Perubahan Iklim Ancaman Serius Ketahanan Pangan

bisnis.com
bisnis.com
BOYOLALI - Perubahan iklim menjadi salah satu ancaman serius terhadap ketahanan pangan yang harus disikapi bijak. Sektor pertanian menjadi penyangga pangan dan bahan baku pengolahan dunia, tetapi hampir semua usaha tani rentan terhadap perubahan iklim.
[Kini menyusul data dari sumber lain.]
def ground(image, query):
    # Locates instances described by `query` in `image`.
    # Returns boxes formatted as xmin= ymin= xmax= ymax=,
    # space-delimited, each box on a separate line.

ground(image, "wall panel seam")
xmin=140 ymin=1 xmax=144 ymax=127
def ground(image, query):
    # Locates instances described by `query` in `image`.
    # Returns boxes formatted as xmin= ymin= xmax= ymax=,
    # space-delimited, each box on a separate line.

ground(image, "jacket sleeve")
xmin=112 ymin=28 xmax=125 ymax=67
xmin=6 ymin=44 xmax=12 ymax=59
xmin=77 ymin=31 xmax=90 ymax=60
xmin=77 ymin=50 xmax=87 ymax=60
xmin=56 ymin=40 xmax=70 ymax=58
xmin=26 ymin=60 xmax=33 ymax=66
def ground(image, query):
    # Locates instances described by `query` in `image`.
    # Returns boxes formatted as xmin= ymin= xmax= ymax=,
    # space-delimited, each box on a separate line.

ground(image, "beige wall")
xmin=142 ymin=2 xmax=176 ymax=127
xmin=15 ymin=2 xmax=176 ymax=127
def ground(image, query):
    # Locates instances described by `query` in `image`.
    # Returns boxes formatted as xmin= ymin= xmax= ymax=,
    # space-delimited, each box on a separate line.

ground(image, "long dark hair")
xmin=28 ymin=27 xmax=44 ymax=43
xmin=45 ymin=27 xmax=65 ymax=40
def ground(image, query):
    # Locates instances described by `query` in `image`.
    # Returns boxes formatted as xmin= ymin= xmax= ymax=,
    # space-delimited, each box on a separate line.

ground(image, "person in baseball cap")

Demikian isu utama yang diangkat dalam peringatan Hari Pangan Sedunia ke-36 di Boyolali, Jawa Tengah, Jumat (28/10/2016).
Menteri Pertanian Amran Sulaiman mengatakan selama dua tahun pemerintahan Presiden Jokowi, Indonesia menghadapi dua musibah besar, yakni El Nino dan La Nina. El Nino 2015, tutur dia, merupakan yang terkuat selama 71 tahun terakhir dengan intensitas 2,44%. Sebagai perbandingan, intensitas El Nino 1997/1998 hanya 0,91%.
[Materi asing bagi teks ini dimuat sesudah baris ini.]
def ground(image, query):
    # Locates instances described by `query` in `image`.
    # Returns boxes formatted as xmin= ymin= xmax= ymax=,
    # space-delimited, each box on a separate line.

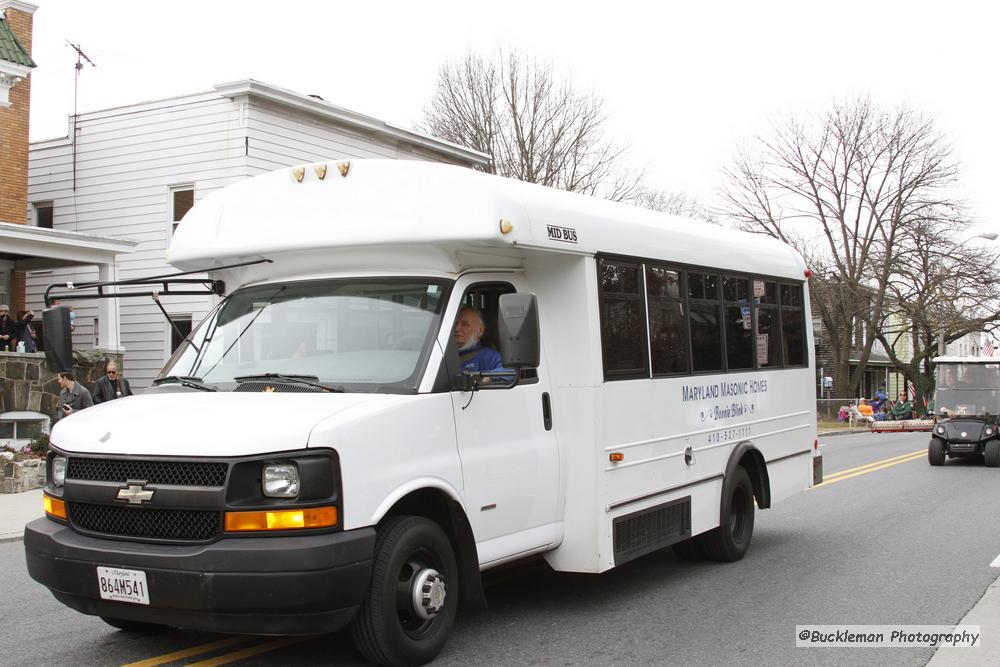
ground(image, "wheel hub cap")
xmin=413 ymin=568 xmax=447 ymax=619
"Kita impor beras dua tahun berturut-turut (1997-1998) 12 juta ton. Tapi dengan kerja keras, kita lewati tahun yang berat dan kita impor cadangan beras hanya 1 juta ton lebih," kata Amran saat membuka Pameran HPS-ke 36.

Stok beras, lanjutnya, bahkan 2,6 juta ton per Oktober alias cukup hingga Mei tahun depan. Stok belum habis, Maret sudah panen raya. Kegiatan HPS diawali dengan upaya khusus Kementerian Pertanian untuk mencapai swasembada pangan, khususnya padi dan jagung.

Selama dua tahun, produksi padi meningkat dari 70,8 juta ton menjadi 79,1 juta ton, berdasarkan data Kementan. Adapun produksi jagung naik dari 19 juta ton menjadi 23,1 juta ton.

Pemerintah akan melanjutkannya dengan upaya menuju swasembada daging sapi dengan adanya program Upaya Khusus Sapi Indukan Wajib Bunting (Upsus Siwab). Pada tahun depan, pemerintah akan menyediakan 4 juta semen beku gratis, melanjutkan kegiatan penyediaan tahun ini 3 juta.